Lanterfantende studenten

Niet alleen de instellingen zullen harder worden afgerekend, ook van de studenten wordt meer verwacht. Immers, de financiële middelen voor het hoger onderwijs zijn beperkt en de kenniseconomie heeft meer hooggeschoolde inbreng nodig. Aan lanterfantende studenten wil de staatssecretaris zijn schaarse geld niet kwijt. Bachelorstudenten wil hij bekostigen voor de cursusduur plus een jaar, masterstudenten voor de cursusduur plus een half jaar. Als een student die tijdslimieten overschrijdt, moet hij voor de resterende jaren een marktconform collegegeld betalen - wat neerkomt op maximaal 6500 euro. Dat bedrag kan hij overigens wel bij de IB-Groep lenen.

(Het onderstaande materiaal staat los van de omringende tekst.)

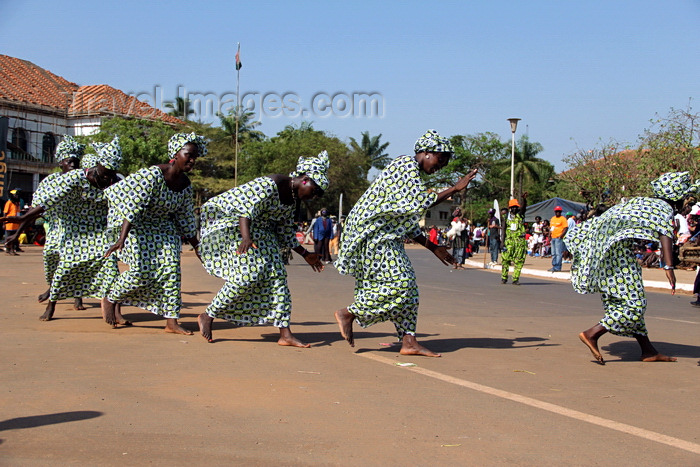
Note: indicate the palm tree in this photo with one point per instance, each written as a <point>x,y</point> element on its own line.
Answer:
<point>246,126</point>
<point>526,165</point>
<point>180,108</point>
<point>371,151</point>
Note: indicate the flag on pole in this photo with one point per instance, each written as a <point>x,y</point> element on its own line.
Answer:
<point>238,58</point>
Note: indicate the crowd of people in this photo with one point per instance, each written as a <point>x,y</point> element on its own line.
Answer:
<point>95,218</point>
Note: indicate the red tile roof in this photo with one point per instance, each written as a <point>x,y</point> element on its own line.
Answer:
<point>101,99</point>
<point>23,82</point>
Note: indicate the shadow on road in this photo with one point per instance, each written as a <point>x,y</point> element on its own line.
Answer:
<point>48,419</point>
<point>629,350</point>
<point>454,344</point>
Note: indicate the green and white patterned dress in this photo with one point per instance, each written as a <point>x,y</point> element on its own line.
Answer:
<point>79,236</point>
<point>604,262</point>
<point>372,247</point>
<point>51,228</point>
<point>159,218</point>
<point>516,246</point>
<point>256,290</point>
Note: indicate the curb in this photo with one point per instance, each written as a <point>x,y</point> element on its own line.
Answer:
<point>567,276</point>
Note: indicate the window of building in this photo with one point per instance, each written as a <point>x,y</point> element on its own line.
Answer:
<point>48,147</point>
<point>21,141</point>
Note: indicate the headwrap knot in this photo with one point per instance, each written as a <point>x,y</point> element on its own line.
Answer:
<point>109,155</point>
<point>316,168</point>
<point>69,147</point>
<point>431,141</point>
<point>674,185</point>
<point>178,141</point>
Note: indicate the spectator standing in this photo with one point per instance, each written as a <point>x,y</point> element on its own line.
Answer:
<point>323,232</point>
<point>537,237</point>
<point>558,226</point>
<point>459,241</point>
<point>433,234</point>
<point>478,238</point>
<point>494,236</point>
<point>12,209</point>
<point>516,245</point>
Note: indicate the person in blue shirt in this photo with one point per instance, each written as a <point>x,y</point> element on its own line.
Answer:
<point>323,232</point>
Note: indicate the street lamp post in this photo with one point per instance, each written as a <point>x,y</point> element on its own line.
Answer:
<point>513,127</point>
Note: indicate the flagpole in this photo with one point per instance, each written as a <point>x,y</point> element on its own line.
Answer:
<point>238,110</point>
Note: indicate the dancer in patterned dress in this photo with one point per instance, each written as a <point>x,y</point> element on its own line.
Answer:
<point>69,152</point>
<point>515,244</point>
<point>372,247</point>
<point>243,233</point>
<point>604,261</point>
<point>77,200</point>
<point>151,209</point>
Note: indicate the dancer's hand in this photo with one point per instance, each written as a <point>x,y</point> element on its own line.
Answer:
<point>464,181</point>
<point>442,254</point>
<point>116,247</point>
<point>671,276</point>
<point>12,240</point>
<point>246,244</point>
<point>314,261</point>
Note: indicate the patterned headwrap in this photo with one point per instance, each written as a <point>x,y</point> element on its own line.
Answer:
<point>88,161</point>
<point>433,142</point>
<point>674,185</point>
<point>315,167</point>
<point>69,147</point>
<point>178,141</point>
<point>109,155</point>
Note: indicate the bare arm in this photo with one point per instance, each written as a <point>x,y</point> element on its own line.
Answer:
<point>459,186</point>
<point>126,228</point>
<point>246,242</point>
<point>667,252</point>
<point>25,220</point>
<point>438,251</point>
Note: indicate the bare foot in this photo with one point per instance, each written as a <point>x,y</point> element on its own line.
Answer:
<point>48,314</point>
<point>410,346</point>
<point>204,321</point>
<point>592,345</point>
<point>658,358</point>
<point>45,296</point>
<point>286,338</point>
<point>118,315</point>
<point>344,319</point>
<point>171,325</point>
<point>108,312</point>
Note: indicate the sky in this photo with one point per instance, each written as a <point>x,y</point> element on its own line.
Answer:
<point>578,74</point>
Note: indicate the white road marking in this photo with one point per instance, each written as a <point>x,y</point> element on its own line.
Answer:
<point>566,412</point>
<point>671,319</point>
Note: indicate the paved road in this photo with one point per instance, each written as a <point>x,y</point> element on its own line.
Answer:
<point>515,386</point>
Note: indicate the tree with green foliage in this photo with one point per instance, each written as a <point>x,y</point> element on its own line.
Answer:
<point>246,126</point>
<point>527,167</point>
<point>609,173</point>
<point>371,151</point>
<point>144,142</point>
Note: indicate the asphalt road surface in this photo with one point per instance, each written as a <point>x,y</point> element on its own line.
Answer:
<point>515,386</point>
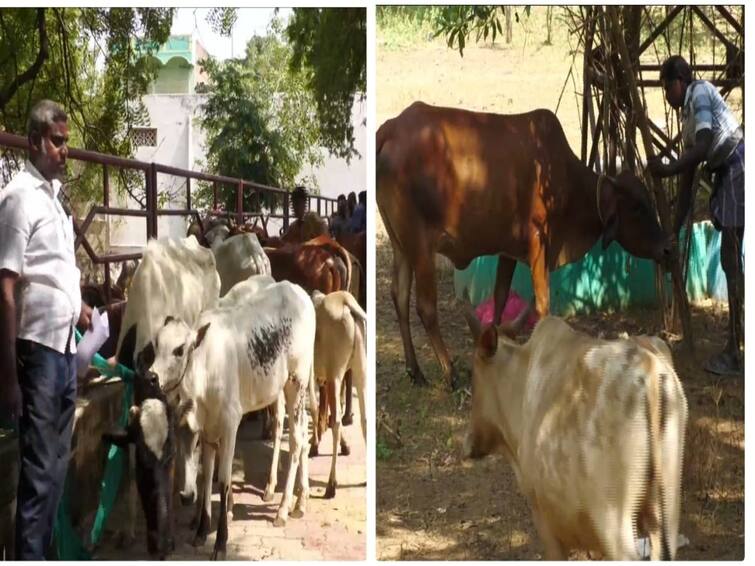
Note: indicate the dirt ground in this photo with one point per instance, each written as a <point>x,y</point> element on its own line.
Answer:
<point>331,529</point>
<point>431,505</point>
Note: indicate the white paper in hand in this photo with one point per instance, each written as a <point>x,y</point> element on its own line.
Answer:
<point>92,341</point>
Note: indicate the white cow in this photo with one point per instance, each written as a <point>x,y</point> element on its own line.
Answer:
<point>339,347</point>
<point>594,430</point>
<point>243,291</point>
<point>239,360</point>
<point>175,278</point>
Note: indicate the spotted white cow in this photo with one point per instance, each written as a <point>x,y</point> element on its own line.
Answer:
<point>239,360</point>
<point>339,347</point>
<point>594,430</point>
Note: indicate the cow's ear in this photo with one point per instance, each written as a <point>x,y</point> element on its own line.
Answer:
<point>146,358</point>
<point>128,345</point>
<point>488,343</point>
<point>200,335</point>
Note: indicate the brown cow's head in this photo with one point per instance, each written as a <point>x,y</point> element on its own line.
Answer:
<point>151,428</point>
<point>629,218</point>
<point>497,366</point>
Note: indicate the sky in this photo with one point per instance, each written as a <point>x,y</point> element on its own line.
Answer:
<point>250,22</point>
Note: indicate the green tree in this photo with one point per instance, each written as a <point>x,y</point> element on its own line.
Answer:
<point>329,48</point>
<point>259,117</point>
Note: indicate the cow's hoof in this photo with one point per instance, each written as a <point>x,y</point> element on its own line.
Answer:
<point>330,491</point>
<point>417,377</point>
<point>279,521</point>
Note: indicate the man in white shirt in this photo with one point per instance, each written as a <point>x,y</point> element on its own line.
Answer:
<point>40,302</point>
<point>711,134</point>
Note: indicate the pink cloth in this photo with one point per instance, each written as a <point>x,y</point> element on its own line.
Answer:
<point>514,305</point>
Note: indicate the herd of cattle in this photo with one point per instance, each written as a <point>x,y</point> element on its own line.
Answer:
<point>216,331</point>
<point>594,429</point>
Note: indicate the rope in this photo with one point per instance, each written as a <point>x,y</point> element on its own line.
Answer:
<point>67,541</point>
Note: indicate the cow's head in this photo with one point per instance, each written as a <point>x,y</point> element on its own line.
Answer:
<point>629,218</point>
<point>496,365</point>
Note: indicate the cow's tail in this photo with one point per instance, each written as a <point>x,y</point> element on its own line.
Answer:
<point>665,447</point>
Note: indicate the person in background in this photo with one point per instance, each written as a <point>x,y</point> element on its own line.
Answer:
<point>711,135</point>
<point>40,303</point>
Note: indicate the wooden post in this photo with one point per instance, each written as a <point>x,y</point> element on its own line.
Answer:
<point>240,203</point>
<point>680,295</point>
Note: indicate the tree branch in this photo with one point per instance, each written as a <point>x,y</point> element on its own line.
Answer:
<point>32,71</point>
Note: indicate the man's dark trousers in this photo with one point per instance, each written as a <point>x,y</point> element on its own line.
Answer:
<point>48,387</point>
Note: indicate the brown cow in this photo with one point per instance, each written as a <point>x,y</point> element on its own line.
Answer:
<point>465,184</point>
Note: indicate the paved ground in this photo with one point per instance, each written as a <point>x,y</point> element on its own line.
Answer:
<point>331,530</point>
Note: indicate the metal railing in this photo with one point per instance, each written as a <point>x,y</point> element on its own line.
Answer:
<point>151,210</point>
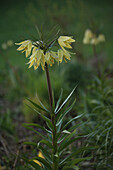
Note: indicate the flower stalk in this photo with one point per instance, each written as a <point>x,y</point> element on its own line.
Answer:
<point>96,57</point>
<point>54,132</point>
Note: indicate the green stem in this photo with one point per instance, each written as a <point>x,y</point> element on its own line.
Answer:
<point>96,57</point>
<point>54,132</point>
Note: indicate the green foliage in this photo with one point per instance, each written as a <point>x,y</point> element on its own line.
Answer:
<point>6,124</point>
<point>56,150</point>
<point>98,106</point>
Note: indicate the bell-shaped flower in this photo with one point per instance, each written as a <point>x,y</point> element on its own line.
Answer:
<point>25,46</point>
<point>37,58</point>
<point>65,41</point>
<point>101,38</point>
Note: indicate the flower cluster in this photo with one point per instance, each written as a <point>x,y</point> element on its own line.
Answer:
<point>7,44</point>
<point>91,38</point>
<point>41,52</point>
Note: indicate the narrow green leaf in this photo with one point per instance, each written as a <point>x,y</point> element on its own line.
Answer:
<point>46,154</point>
<point>46,142</point>
<point>37,106</point>
<point>73,154</point>
<point>60,119</point>
<point>35,165</point>
<point>66,100</point>
<point>58,102</point>
<point>35,131</point>
<point>72,121</point>
<point>66,141</point>
<point>37,125</point>
<point>48,121</point>
<point>66,131</point>
<point>30,143</point>
<point>44,162</point>
<point>39,33</point>
<point>78,160</point>
<point>69,167</point>
<point>41,103</point>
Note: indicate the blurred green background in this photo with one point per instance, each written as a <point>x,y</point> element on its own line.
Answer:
<point>73,17</point>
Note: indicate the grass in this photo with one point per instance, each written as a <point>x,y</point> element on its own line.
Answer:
<point>17,21</point>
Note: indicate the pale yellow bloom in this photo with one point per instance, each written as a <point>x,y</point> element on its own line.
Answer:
<point>65,41</point>
<point>25,46</point>
<point>91,38</point>
<point>37,58</point>
<point>101,38</point>
<point>41,156</point>
<point>41,53</point>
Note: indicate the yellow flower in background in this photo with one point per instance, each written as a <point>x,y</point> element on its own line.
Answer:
<point>65,41</point>
<point>86,41</point>
<point>4,46</point>
<point>101,38</point>
<point>37,58</point>
<point>94,41</point>
<point>91,38</point>
<point>88,34</point>
<point>41,156</point>
<point>41,52</point>
<point>10,43</point>
<point>25,46</point>
<point>63,55</point>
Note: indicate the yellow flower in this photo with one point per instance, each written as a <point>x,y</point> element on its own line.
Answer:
<point>94,41</point>
<point>41,156</point>
<point>63,55</point>
<point>25,46</point>
<point>65,41</point>
<point>41,53</point>
<point>88,34</point>
<point>101,38</point>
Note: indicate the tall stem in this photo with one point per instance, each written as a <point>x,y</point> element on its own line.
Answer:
<point>54,131</point>
<point>49,87</point>
<point>96,57</point>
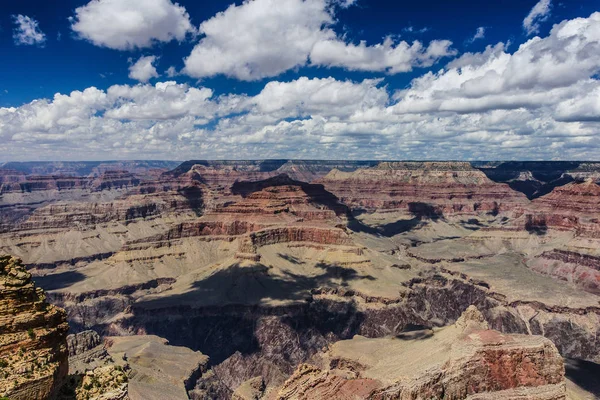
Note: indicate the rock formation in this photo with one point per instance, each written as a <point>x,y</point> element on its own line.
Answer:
<point>33,347</point>
<point>262,271</point>
<point>464,361</point>
<point>448,188</point>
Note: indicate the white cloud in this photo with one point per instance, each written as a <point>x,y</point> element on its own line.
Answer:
<point>27,31</point>
<point>319,97</point>
<point>259,39</point>
<point>541,71</point>
<point>479,34</point>
<point>538,14</point>
<point>130,24</point>
<point>263,38</point>
<point>171,72</point>
<point>538,101</point>
<point>143,69</point>
<point>388,56</point>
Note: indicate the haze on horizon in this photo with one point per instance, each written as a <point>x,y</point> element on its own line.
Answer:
<point>300,79</point>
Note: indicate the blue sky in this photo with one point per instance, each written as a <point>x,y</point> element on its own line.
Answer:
<point>264,79</point>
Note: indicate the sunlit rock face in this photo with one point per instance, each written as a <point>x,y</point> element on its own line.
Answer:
<point>259,272</point>
<point>33,345</point>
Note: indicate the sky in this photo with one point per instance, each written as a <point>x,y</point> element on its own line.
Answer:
<point>303,79</point>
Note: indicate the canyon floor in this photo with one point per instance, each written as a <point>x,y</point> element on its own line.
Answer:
<point>287,279</point>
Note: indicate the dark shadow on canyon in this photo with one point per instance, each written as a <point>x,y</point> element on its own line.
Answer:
<point>316,193</point>
<point>385,230</point>
<point>422,213</point>
<point>58,281</point>
<point>545,175</point>
<point>290,258</point>
<point>219,315</point>
<point>585,374</point>
<point>415,332</point>
<point>194,196</point>
<point>536,225</point>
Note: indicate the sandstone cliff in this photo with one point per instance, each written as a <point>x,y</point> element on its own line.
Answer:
<point>466,360</point>
<point>33,347</point>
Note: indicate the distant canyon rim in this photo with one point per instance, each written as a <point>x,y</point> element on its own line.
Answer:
<point>300,279</point>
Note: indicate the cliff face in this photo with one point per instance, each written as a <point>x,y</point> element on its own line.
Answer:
<point>263,272</point>
<point>450,188</point>
<point>33,346</point>
<point>463,361</point>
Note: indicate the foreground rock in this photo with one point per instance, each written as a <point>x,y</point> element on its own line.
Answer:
<point>33,346</point>
<point>464,361</point>
<point>158,371</point>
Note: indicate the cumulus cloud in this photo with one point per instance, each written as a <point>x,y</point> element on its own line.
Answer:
<point>388,56</point>
<point>319,97</point>
<point>143,69</point>
<point>171,72</point>
<point>263,38</point>
<point>541,71</point>
<point>538,14</point>
<point>27,31</point>
<point>260,38</point>
<point>538,101</point>
<point>130,24</point>
<point>479,34</point>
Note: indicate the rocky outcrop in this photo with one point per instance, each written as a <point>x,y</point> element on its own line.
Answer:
<point>571,266</point>
<point>86,352</point>
<point>448,188</point>
<point>33,346</point>
<point>158,371</point>
<point>466,360</point>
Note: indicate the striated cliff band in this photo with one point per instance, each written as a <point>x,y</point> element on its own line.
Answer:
<point>315,279</point>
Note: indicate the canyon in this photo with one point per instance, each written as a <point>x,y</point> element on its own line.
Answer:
<point>289,279</point>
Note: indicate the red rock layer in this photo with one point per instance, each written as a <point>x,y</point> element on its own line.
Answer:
<point>33,337</point>
<point>451,188</point>
<point>575,206</point>
<point>474,361</point>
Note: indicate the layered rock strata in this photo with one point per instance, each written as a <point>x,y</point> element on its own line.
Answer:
<point>463,361</point>
<point>33,346</point>
<point>447,188</point>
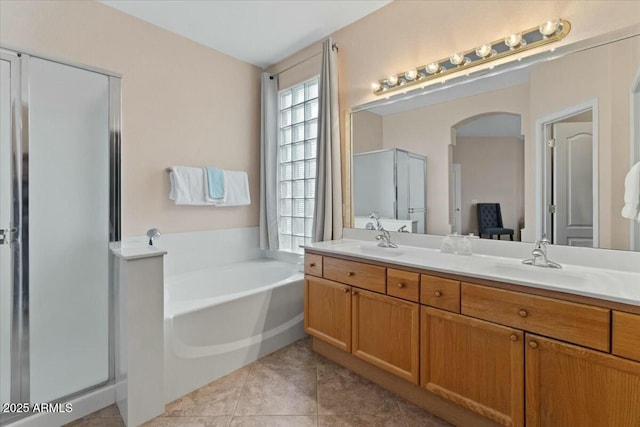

Het voorstel om collegegeld voor te schieten geldt voor alle studenten, ongeacht het salaris van hun ouders. Dat is één van de voorgestelde aanpassingen van de studiefinanciering. De ingrepen in dat stelsel zijn overigens minder verstrekkend dan die in de bekostiging. Wel wordt de aflossing van de studieschuld flexibeler doordat uitgestudeerden deze naar eigen goeddunken vijf jaar kunnen onderbreken. Bovendien wordt het aflossingsbedrag sterker gerelateerd aan de hoogte van het inkomen, waarmee Rutte de leenaversie wil verkleinen. De afbetalingstermijn van vijftien jaar blijft gehandhaafd. Restschulden worden ook in de plannen van Rutte kwijtgescholden.